# Impact capacity of tension cables, columns and foundations

A rock is falling from an embankment of mass $$m_a$$ at a height of $$h$$. Below, a fall protection fence catches the rock, dissipating the energy through tension cables to steel posts and then into concrete piles.

How would you calculate the "impact" capacity of the tension cables, steel posts and concrete foundations?

EDIT: At this height, the rock initially has a potential energy of $$PE=mgh$$. Assuming there are no losses due to friction, bouncing, heat, sound, etc (a very conservative assumption), the potential energy will be mostly converted to kinetic energy, $$KE=0.5mv^2$$. The fence will absorb this complete energy.

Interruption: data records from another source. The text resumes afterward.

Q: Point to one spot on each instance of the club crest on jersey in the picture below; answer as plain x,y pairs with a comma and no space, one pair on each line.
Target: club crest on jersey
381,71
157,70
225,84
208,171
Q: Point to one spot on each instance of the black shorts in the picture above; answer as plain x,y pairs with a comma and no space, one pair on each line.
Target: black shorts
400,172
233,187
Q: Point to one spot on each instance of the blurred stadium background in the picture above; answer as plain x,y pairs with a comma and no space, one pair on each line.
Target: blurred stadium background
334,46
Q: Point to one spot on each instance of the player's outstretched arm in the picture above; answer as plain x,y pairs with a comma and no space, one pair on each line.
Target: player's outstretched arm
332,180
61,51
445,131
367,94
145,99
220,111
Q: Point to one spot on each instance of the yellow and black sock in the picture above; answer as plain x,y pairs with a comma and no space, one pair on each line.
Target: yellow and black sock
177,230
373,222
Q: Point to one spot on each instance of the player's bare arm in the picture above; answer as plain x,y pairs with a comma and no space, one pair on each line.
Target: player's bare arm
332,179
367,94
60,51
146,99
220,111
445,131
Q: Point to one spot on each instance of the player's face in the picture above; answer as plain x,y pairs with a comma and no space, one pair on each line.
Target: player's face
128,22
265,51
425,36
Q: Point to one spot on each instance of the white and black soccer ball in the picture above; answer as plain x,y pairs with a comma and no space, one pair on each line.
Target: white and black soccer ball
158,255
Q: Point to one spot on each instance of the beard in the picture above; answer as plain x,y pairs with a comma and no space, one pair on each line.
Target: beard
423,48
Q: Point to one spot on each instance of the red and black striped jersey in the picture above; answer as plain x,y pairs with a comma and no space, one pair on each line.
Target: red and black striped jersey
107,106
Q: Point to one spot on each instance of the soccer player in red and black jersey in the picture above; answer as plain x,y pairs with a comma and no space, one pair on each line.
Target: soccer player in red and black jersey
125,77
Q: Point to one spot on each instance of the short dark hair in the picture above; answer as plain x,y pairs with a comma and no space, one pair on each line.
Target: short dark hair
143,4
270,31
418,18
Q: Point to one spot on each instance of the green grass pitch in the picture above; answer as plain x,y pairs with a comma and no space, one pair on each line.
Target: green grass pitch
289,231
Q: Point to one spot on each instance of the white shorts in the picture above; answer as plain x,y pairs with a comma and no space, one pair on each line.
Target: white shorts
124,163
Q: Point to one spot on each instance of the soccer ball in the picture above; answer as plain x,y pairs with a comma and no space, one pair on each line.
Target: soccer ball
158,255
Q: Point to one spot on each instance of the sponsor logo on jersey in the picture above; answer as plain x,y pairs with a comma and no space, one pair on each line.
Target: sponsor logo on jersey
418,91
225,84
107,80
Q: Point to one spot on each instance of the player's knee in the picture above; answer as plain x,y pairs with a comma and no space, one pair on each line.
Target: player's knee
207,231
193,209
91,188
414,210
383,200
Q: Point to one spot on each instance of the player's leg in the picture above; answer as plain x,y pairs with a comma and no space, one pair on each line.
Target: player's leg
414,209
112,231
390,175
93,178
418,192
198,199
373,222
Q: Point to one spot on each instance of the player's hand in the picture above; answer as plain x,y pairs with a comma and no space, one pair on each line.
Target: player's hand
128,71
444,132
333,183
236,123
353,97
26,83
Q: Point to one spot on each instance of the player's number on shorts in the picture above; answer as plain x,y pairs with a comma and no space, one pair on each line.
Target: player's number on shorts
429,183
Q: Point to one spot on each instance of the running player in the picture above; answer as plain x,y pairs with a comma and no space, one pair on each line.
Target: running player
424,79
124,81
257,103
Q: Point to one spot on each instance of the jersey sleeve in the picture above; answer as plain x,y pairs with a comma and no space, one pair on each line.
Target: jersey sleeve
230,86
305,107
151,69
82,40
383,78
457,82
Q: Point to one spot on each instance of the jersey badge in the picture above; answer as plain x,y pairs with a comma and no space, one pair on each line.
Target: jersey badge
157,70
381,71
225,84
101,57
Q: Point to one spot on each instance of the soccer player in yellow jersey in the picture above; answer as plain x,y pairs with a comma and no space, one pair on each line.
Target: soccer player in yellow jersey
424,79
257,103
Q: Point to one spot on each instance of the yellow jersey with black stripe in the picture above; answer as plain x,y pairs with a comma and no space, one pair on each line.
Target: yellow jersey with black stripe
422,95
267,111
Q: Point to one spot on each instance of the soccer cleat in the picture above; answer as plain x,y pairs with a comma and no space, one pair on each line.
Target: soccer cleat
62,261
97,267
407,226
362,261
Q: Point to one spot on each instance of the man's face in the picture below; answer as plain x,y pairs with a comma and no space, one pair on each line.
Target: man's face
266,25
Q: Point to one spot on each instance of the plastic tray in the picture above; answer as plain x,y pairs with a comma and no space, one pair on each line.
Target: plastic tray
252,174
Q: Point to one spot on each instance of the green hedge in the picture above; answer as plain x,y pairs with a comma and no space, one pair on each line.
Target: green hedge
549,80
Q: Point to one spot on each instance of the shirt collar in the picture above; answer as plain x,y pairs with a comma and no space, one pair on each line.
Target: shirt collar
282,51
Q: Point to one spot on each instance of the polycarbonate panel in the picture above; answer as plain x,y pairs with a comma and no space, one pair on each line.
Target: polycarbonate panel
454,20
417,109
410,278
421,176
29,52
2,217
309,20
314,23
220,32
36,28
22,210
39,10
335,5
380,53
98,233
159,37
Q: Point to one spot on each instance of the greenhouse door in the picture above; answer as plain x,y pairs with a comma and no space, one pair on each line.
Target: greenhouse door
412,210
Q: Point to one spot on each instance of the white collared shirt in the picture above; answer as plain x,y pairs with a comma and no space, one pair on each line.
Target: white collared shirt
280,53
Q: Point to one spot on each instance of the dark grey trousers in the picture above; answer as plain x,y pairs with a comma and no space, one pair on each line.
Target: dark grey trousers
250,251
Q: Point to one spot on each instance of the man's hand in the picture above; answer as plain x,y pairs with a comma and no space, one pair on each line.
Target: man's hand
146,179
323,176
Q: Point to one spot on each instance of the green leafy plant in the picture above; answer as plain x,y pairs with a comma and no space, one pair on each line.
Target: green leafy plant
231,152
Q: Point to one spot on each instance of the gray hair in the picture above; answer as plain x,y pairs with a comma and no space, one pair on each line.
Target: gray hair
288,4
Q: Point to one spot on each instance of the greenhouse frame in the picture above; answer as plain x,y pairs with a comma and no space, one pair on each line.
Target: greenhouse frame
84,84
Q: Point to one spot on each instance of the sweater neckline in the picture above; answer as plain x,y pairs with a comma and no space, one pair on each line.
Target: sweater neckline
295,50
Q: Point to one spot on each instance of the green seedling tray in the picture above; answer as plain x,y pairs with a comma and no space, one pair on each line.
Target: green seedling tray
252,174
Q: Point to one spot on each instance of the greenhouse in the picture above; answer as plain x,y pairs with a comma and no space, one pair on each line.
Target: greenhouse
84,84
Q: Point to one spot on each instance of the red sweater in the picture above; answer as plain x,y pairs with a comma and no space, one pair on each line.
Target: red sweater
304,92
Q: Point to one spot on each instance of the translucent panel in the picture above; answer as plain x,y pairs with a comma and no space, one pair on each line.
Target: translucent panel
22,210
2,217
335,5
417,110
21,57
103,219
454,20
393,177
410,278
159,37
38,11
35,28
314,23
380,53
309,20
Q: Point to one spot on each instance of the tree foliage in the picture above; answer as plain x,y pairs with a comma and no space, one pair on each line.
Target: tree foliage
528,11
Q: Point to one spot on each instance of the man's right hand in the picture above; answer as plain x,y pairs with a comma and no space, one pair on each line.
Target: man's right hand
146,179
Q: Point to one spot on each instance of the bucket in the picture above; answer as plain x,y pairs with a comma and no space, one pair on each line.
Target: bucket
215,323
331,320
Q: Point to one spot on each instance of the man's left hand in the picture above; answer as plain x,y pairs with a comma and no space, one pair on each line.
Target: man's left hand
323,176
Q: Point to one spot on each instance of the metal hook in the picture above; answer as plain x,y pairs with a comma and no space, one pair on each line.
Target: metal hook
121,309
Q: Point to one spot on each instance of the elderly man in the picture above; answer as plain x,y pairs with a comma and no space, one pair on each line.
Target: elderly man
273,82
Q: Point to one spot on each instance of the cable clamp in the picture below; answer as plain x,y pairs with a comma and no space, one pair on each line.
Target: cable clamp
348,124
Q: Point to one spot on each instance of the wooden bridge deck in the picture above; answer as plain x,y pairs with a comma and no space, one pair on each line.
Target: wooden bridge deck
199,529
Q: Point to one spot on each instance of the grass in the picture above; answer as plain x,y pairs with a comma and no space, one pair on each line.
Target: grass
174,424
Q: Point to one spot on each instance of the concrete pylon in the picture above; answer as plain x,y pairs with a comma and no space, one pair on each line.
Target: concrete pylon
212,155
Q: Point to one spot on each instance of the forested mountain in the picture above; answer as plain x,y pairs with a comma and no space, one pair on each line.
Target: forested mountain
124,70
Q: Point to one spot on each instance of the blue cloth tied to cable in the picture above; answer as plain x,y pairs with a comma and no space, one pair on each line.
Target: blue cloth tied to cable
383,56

Say the rock hits in the middle of the bay between the two posts. The cables will deflect with the impact of the rock. How do you calculate how much energy the cables absorb and whether the cables have sufficient capacity? How is this different from the applied force?

• First calculate the energy of the rock... Show what you have done so far - this is not a free homework completion site. – Solar Mike Jan 21 '19 at 7:19
• Or, start from what is the maximum the concrete foundations can support... – Solar Mike Jan 21 '19 at 7:28
• I have edited the question to show that I understand the set-up of the problem. – lukeweatherstone Jan 21 '19 at 21:55
• So, did you research the elastic and yield values of the chain mesh and cables? That need to be compared to the energy to be dissipated... – Solar Mike Jan 21 '19 at 21:59

Say speed of the rock when it hits the fence is.

$$V = \sqrt {2gh}\quad$$ and its kinetic energy is $$E = 1/2 mV^2$$

This energy will be trapped by the fence and transferred to the posts. Assume inelastic collision with the post, or for simplicity ignore the mass of the post'

Elastic energy in a deflected cantilever post should be equated with the kinetic energy of the falling rock. From there you can calculate all other reactions and moments.

Commercial chain-link usually is strong enough for heights of up to 5 feet at spans of 6-8 feet.

You will want to calculate the contact force as a function of the deformation of the structure, $$F(u)$$. I recommend for an initial approximation to assume either linear-elastic behaviour or perfectly plastic behaviour depending on the stiffness of the component the rock hits. The energy absorbed by the structure is the work of the contact force, so you solve $$\int_0^{u_{max}} F(u)du = mgh$$ for the deformation.